In July 2014, the RCBL delighted researchers when it published a free-to-download Table of Parochial Registers Throughout Ireland (750kb pdf). This indispensable 98-page document lists not only the RCBL's own collection of registers and transcriptions, but all Church of Irleand parish registers – whether they survive or not – from both the Republic of Ireland and Northern Ireland. The dates of those that survive are also set out in the document, as are their current whereabouts. The Table is being regularly updated.
The registers held by the RCBL are available to personal visitors to the Library. The Library's staff do not carry out any genealogical research. However, they have transcribed 12 registers for purchase (details here).
The Library is also the online host of the Anglican Record Project which transcribes registers and makes them available by free downloadable pdf.
Contact: RCBL, Braemor Park, Churchtown, Dublin 14. Tel: 00 353 (0)1 492 3979. Email: firstname.lastname@example.org.
The National Archives of Ireland (NAI) has microfilms of about 350 Church of Ireland registers. These are on free public access and include many of the original registers now held at RCBL.
No appointment is necessary, but you need a Reader's Ticket to use the Reading Room which is open from 9:15am-5pm Monday to Friday. Details at www.nationalarchive.ie. Although there is a free genealogical service at the NAI, it is available only to personal visitors. NAI staff do not carry out genealogical research.

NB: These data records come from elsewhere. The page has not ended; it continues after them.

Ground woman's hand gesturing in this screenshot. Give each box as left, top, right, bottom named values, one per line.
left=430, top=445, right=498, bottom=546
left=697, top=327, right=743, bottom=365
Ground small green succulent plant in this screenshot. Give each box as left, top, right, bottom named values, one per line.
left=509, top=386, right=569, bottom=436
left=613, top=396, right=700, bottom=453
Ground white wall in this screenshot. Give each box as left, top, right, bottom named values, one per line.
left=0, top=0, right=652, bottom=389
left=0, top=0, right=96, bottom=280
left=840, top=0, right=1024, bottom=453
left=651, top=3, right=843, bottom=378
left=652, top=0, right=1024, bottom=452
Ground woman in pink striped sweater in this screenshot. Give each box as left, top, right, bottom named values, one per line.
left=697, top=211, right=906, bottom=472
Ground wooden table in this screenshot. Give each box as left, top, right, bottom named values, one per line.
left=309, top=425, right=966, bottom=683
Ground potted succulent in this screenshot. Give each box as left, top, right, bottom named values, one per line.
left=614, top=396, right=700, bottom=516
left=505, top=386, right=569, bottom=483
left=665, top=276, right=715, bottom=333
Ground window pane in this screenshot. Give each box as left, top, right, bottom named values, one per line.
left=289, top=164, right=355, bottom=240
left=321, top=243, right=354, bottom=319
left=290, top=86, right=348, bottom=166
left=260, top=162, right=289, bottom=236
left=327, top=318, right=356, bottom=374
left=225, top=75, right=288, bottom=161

Public Record Office of Northern Ireland (PRONI): Surviving Church of Ireland records for all Ulster counties, plus those for Leitrim and Louth, can be viewed on microfilm at the Public Record Office of Northern Ireland (PRONI). You need a Visitor's Pass if you want to trace ancestors through these records. Hours 9.00-4.45 Monday to Friday plus a later evening closure on Thursdays.
Contact: PRONI, Titanic Boulevard, Belfast BT3 9HQ. Tel: 00 44 (0)29 9025 5905. Email: email@example.com. More details.

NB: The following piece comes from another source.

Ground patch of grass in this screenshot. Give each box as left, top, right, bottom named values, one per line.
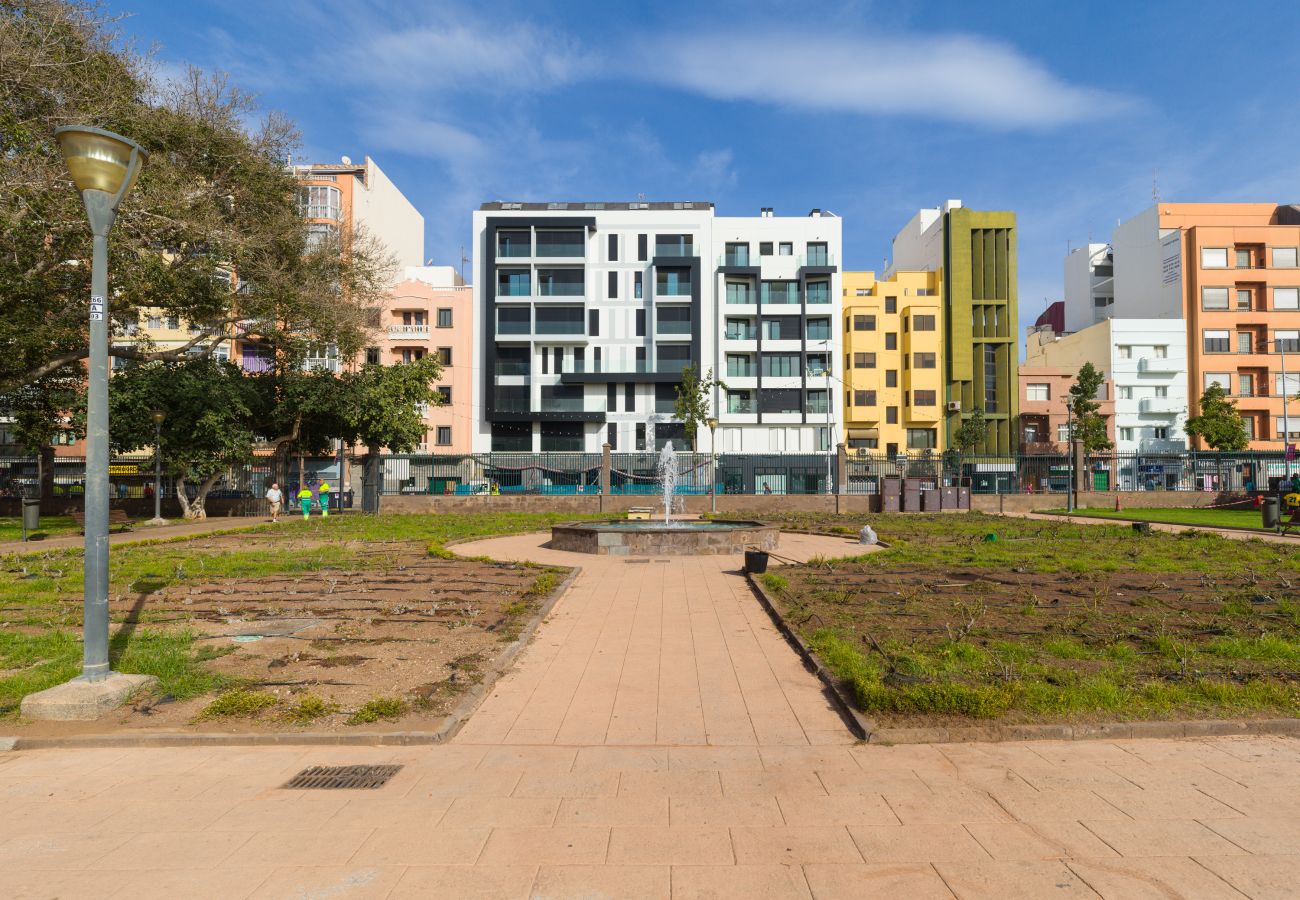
left=198, top=688, right=280, bottom=722
left=347, top=697, right=407, bottom=724
left=280, top=693, right=338, bottom=724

Local Custody: In view of what happened to the registers when sent to a state archive (see Did all the records burn?), the Church of Ireland is understandably nervous about releasing originals from its own safekeeping. Many originals remain in local custody. While some are handed over to RCBL every year, there doesn't seem to be any great rush from the local clergy to relieve themselves of the responsibility of caring for their historical documents.
It is, therefore, necessary for
researchers to consult the Table of Parochial Register Throughout Ireland (see
link above) and, if still in local custody, to
contact the church to find out what access arrangements are in place for family
historians to view the original pages. When a transcript or
microfilmed copy is available elsewhere, local clergy often keep their
originals under permanent lock and key.
Irish baptism records: Church of Ireland baptism registers usually give the child's name, the father's full name and at least the mother's first name. In most cases, the mother's maiden surname is not provided. Sometimes a townland or urban street name is included.
After 1820 it became more common for the clergy to record the father's occupation and the child's date of birth. The latter can be an important addition because some families waited several months to baptise their infants.
Marriage records: A typical entry in an early marriage register would record the full name of the groom, the full name of the bride, the date of the wedding and the name of the officiating clergyman. And that was it.
Burial records: The majority of Church of Ireland clergymen also recorded burials as well as baptisms and marriages.
Burial registers usually give the name of the deceased and date of burial. Sometimes the residence of the deceased (ie the townland) is provided, and sometimes the deceased's age.